Bardzo biorę sobie profesjonalizm i umiejętność odbierania pytań, jako pytań, a nie jako ataku. To wykazanie się dystansem wobec uczniów było czymś bardzo przyjemnym do doświadczania. A także wyraźne pokazanie granicy w danej sytuacji, zamiast unikania tematu. Wyraźnie po tym wytłumaczeniu wiedziałam, dlaczego dr Walsh robi lub nie robi pewnych rzeczy.
Dr Walsh zaimponował mi ciepłem, z jakim mówił o osobach z którymi pracował, tym jak bardzo dba o to, żeby ich nie oceniać, a zrozumieć. Jest to dokładnie to samo, co ja robię w swojej praktyce. Kiedy dopytuje o pewne szczegóły, to nie po to, by oceniać, a by lepiej zrozumieć.
Jestem także bardzo wdzięczna za zwrócenie na sam koniec tego szkolenia uwagi na nas – specjalistów. Na to, że wykonujemy bardzo trudny zawód i dbałość o siebie, jest w takim przypadku obowiązkiem, a nie czymś do rozważenia. Bardzo rzadko podejmuje się ten temat podczas specjalistyczch szkoleń, chociaż mam wrażenie, że Kelly Wilson, na którego warsztacie byłam w Warszawie i pisałam o tym tutaj: „Pokochaj siebie jak tego, kogo kochasz najbardziej na świecie. Kelly Wilson – warsztat ACT”, nie pomija tego wątku.
Dodtakowo biore sobie to, że to szklenie było ogromnym utiwredzeniem mnie w tym, że moje podejście jest własciwie.

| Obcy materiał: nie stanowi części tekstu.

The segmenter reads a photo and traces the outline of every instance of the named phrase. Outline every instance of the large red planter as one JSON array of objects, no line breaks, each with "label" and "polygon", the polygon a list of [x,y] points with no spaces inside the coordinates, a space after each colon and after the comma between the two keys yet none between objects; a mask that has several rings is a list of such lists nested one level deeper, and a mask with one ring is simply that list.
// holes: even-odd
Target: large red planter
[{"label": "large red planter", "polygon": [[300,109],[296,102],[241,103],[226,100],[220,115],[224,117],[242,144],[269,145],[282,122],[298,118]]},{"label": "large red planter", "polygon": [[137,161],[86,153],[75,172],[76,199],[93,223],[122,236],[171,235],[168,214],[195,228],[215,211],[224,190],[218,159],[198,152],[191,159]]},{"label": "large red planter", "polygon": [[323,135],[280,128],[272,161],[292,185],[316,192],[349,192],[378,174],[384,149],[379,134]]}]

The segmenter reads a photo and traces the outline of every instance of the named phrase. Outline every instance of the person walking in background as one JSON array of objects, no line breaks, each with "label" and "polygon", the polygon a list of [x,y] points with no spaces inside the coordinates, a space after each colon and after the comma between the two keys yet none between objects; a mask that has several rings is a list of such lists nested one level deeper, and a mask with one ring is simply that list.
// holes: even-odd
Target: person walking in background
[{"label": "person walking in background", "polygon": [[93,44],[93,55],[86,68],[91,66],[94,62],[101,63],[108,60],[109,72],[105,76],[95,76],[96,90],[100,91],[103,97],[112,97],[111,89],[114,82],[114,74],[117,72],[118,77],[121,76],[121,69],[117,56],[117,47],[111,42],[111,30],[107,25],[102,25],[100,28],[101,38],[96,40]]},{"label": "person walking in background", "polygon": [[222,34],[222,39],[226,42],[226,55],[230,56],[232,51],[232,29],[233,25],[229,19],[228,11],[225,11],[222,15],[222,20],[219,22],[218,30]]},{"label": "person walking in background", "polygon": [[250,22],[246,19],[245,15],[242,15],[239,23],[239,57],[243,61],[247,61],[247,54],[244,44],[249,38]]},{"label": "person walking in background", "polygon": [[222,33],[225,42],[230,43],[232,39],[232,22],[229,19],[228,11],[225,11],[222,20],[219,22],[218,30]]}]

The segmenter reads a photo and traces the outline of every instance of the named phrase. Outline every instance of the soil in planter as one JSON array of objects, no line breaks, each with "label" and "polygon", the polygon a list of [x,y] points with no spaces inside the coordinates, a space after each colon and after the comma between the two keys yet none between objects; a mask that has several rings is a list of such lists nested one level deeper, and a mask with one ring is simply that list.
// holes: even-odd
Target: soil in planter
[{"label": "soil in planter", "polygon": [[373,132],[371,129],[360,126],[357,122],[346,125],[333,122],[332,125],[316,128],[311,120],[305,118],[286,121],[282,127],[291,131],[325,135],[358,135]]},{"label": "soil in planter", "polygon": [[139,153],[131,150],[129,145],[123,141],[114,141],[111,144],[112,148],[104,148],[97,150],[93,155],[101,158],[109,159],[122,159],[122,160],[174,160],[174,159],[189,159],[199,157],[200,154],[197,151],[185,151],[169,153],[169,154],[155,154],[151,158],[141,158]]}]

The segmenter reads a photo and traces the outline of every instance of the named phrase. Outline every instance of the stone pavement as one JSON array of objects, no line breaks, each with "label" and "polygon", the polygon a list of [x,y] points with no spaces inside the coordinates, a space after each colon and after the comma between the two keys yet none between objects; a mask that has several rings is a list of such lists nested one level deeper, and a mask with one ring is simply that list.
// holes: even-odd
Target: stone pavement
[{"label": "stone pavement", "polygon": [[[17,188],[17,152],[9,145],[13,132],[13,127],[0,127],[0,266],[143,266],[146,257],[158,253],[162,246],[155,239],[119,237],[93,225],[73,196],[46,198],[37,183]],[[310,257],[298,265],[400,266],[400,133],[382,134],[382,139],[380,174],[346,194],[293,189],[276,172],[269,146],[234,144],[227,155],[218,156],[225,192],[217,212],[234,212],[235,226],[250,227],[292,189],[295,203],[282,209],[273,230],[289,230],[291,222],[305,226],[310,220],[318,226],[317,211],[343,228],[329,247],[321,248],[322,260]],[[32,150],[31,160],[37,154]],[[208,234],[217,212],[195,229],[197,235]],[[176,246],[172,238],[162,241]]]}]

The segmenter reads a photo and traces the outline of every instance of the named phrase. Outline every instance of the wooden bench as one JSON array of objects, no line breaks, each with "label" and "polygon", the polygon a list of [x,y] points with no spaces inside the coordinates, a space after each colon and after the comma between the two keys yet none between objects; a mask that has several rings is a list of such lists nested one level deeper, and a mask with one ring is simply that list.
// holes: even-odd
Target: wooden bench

Niezaleznie od tego jak długo sie pracuje w danym obszarze, warto usłyszeć to potwierdzenie od wybitnego sepcjalisty:)
Co we mnie szczególnie zostaje po tym szkoleniu?

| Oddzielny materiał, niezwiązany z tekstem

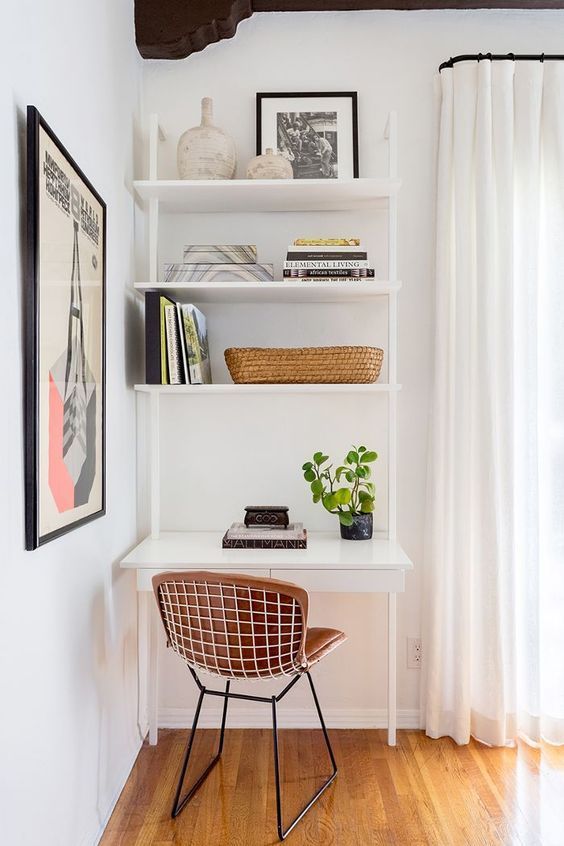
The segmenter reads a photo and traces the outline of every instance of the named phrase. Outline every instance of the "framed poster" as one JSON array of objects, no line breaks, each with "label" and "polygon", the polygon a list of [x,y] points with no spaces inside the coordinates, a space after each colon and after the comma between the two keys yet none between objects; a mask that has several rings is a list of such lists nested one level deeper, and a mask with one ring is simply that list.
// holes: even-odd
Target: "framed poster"
[{"label": "framed poster", "polygon": [[26,549],[105,514],[106,204],[27,109]]},{"label": "framed poster", "polygon": [[294,179],[358,178],[356,91],[257,94],[257,156],[270,147]]}]

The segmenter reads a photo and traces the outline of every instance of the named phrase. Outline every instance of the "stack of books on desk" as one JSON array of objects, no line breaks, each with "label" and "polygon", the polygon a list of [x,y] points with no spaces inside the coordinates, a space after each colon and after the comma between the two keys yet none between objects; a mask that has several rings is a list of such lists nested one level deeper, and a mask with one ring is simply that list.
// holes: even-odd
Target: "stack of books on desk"
[{"label": "stack of books on desk", "polygon": [[223,549],[307,549],[307,530],[302,523],[290,523],[286,529],[247,528],[232,523],[223,536]]},{"label": "stack of books on desk", "polygon": [[188,244],[181,264],[165,264],[165,285],[213,282],[269,282],[272,264],[257,262],[254,244]]},{"label": "stack of books on desk", "polygon": [[288,247],[284,278],[358,282],[374,279],[374,270],[360,238],[297,238]]}]

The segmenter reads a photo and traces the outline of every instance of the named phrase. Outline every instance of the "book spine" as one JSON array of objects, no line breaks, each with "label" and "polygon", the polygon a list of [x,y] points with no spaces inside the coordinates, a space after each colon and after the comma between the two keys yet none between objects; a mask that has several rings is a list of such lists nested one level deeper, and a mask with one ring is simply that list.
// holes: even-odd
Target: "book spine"
[{"label": "book spine", "polygon": [[364,250],[350,253],[294,252],[288,250],[286,254],[286,261],[366,261],[367,259],[368,253]]},{"label": "book spine", "polygon": [[294,276],[291,277],[291,280],[286,277],[286,282],[311,282],[314,285],[321,285],[322,282],[327,282],[328,284],[338,284],[339,282],[343,284],[347,284],[350,282],[366,282],[367,285],[370,285],[374,282],[374,279],[368,279],[366,276],[310,276],[307,279],[304,276]]},{"label": "book spine", "polygon": [[176,318],[176,306],[165,306],[166,321],[166,343],[169,381],[171,385],[182,384],[181,360],[180,360],[180,338],[178,334],[178,322]]},{"label": "book spine", "polygon": [[374,279],[374,268],[360,267],[357,270],[317,269],[317,270],[284,270],[285,279]]},{"label": "book spine", "polygon": [[351,253],[326,253],[326,252],[303,252],[296,253],[288,250],[286,261],[367,261],[368,253],[365,250],[356,250]]},{"label": "book spine", "polygon": [[180,352],[182,354],[182,370],[184,373],[184,383],[190,384],[190,367],[188,365],[188,350],[186,347],[186,335],[184,334],[184,318],[182,316],[182,306],[176,303],[176,323],[178,327],[178,337],[180,340]]},{"label": "book spine", "polygon": [[285,261],[284,270],[347,270],[368,267],[367,261]]},{"label": "book spine", "polygon": [[293,247],[360,247],[360,238],[296,238]]},{"label": "book spine", "polygon": [[145,294],[145,381],[147,384],[163,384],[161,371],[161,295],[158,291],[147,291]]},{"label": "book spine", "polygon": [[202,385],[203,379],[202,368],[200,366],[200,344],[194,320],[193,307],[191,305],[182,306],[182,318],[184,336],[186,338],[186,357],[188,359],[190,382],[192,385]]},{"label": "book spine", "polygon": [[261,538],[257,540],[236,540],[224,537],[223,549],[307,549],[307,538],[299,540],[268,540]]}]

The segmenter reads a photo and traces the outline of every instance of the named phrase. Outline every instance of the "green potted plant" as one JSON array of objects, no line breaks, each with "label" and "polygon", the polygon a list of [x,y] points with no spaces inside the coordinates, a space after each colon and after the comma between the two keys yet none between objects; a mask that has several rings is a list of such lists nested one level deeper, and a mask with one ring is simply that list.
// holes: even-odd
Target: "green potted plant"
[{"label": "green potted plant", "polygon": [[349,450],[335,471],[327,465],[329,456],[316,452],[302,466],[314,502],[320,502],[330,514],[337,514],[341,537],[345,540],[370,540],[375,487],[370,481],[370,464],[377,453],[359,446]]}]

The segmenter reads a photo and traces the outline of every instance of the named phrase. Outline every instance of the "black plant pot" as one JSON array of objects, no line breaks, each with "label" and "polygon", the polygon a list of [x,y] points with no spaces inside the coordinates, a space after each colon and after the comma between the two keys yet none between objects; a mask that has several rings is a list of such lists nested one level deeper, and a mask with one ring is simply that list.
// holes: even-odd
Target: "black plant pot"
[{"label": "black plant pot", "polygon": [[341,526],[343,540],[370,540],[372,537],[372,514],[353,514],[352,526]]}]

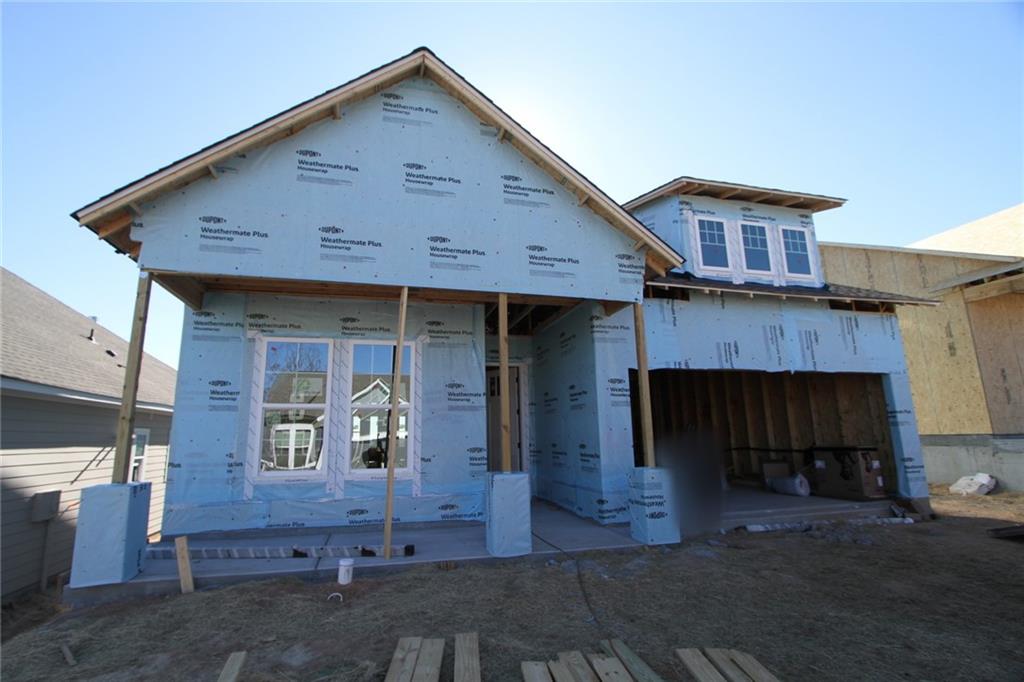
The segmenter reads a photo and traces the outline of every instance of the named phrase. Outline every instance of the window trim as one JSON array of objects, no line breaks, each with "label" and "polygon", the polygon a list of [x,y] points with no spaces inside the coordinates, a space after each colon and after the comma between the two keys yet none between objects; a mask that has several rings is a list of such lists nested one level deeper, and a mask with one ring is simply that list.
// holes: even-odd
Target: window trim
[{"label": "window trim", "polygon": [[[353,469],[352,468],[352,444],[355,442],[355,431],[352,425],[352,412],[359,409],[359,405],[352,400],[352,383],[356,373],[356,362],[355,352],[356,346],[394,346],[394,340],[388,339],[346,339],[350,344],[350,369],[348,372],[348,388],[346,393],[348,394],[348,413],[344,415],[347,419],[345,422],[346,429],[348,430],[348,443],[346,443],[346,450],[343,458],[343,464],[341,470],[345,478],[355,480],[375,480],[383,479],[387,477],[387,468],[382,469]],[[411,479],[416,475],[415,462],[419,455],[416,449],[416,389],[418,376],[416,374],[416,342],[415,341],[403,341],[403,348],[409,349],[409,400],[404,406],[399,403],[399,414],[404,410],[406,413],[405,430],[406,430],[406,444],[405,451],[405,466],[395,467],[395,479]],[[404,373],[404,368],[403,368]],[[388,410],[391,409],[391,404],[388,403]]]},{"label": "window trim", "polygon": [[[725,247],[725,262],[726,262],[725,266],[721,266],[721,265],[707,265],[706,263],[704,263],[704,243],[700,239],[700,221],[701,220],[707,220],[707,221],[711,221],[711,222],[716,222],[716,223],[721,223],[722,224],[722,236],[725,238],[725,243],[722,244],[722,246]],[[711,217],[711,216],[701,216],[701,215],[698,215],[696,213],[694,214],[694,216],[693,216],[693,238],[694,238],[694,244],[697,247],[695,249],[695,251],[697,252],[697,261],[700,263],[701,270],[709,270],[709,271],[712,271],[712,272],[722,272],[722,273],[731,273],[733,271],[732,254],[729,253],[729,229],[730,229],[730,224],[729,223],[730,223],[730,221],[726,220],[725,218],[719,217],[719,216]]]},{"label": "window trim", "polygon": [[[258,381],[256,390],[258,396],[259,407],[256,413],[250,415],[250,418],[255,420],[256,433],[259,435],[256,438],[256,446],[253,448],[255,452],[255,467],[256,467],[256,481],[259,483],[274,483],[282,481],[292,480],[303,480],[303,481],[318,481],[320,479],[327,479],[328,463],[327,458],[332,454],[330,428],[331,428],[331,385],[335,380],[332,376],[332,368],[334,367],[334,339],[327,337],[318,336],[260,336],[260,343],[262,344],[262,359],[258,368]],[[290,471],[264,471],[262,467],[263,462],[263,413],[267,409],[268,405],[271,405],[271,409],[277,410],[288,410],[288,409],[309,409],[309,403],[268,403],[263,399],[264,394],[264,382],[267,379],[267,346],[274,342],[285,342],[285,343],[322,343],[327,346],[327,378],[324,382],[324,435],[323,445],[320,450],[319,467],[316,469],[297,469]],[[316,403],[319,405],[320,403]]]},{"label": "window trim", "polygon": [[[752,275],[754,277],[764,277],[764,278],[772,277],[773,275],[775,275],[775,273],[777,272],[777,268],[775,267],[775,258],[772,255],[772,228],[774,227],[774,225],[769,225],[769,224],[763,223],[763,222],[761,222],[759,220],[740,220],[740,221],[737,221],[736,225],[739,228],[740,251],[743,252],[743,266],[742,266],[743,267],[743,274],[745,274],[745,275]],[[767,270],[753,270],[753,269],[751,269],[747,265],[747,245],[743,242],[743,238],[744,238],[743,226],[744,225],[750,225],[751,227],[760,227],[762,230],[764,230],[764,243],[765,243],[765,247],[764,248],[765,248],[765,251],[768,252],[768,269]],[[779,234],[781,235],[782,233],[780,232]],[[783,255],[785,255],[785,254],[783,254]]]},{"label": "window trim", "polygon": [[[792,230],[793,232],[802,232],[804,235],[804,243],[807,245],[807,269],[810,272],[790,272],[789,261],[786,258],[786,235],[784,230]],[[814,251],[816,250],[814,240],[811,237],[811,230],[806,227],[791,226],[791,225],[779,225],[779,246],[782,252],[782,272],[789,279],[804,279],[817,281],[818,276],[816,274],[816,261]]]},{"label": "window trim", "polygon": [[[145,433],[146,434],[146,449],[142,451],[142,457],[139,458],[140,459],[140,462],[139,462],[139,478],[135,479],[135,478],[132,477],[132,473],[135,470],[135,442],[136,442],[135,439],[136,439],[136,437],[137,437],[137,435],[139,433]],[[148,428],[139,427],[139,428],[132,429],[132,450],[131,450],[131,456],[128,459],[128,461],[129,461],[128,480],[129,480],[130,483],[142,483],[142,482],[144,482],[146,480],[146,462],[149,459],[149,446],[150,446],[150,443],[152,442],[151,438],[152,438],[152,433],[150,432],[150,430]]]}]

Wiele, choć najbardziej pozostają we mnie te dwa zdania:
- „Rodziny są przereklamowane. Niektóre rodziny są tak okrutne, że trzeba się z nich ewakuować”.
To było zdanie wypowiedzna w kontekście poczucia winy i smutku w takiej sytuacji, a także przeżywania konsekwencji ze względu na ciągłe trwanie w takiej relacji. Czasami jak powiedział dr Walsh najlepszą drogą jest ewakuacja. - drugiego cytatu nie pamiętam, jednak pamiętam jego sens – „Wykonujecie bardzo trudny i ważny zawód, dbajcie o siebie bo w tej pracy również jesteście ważni”.
To jest dla mnie o tym, że niezależnie od tago jaki zawód pomocowy sie wykonuje i w jakim obszarze, nie wolno robić tego swoim kosztem – wówczas szkodzi to wszystkim.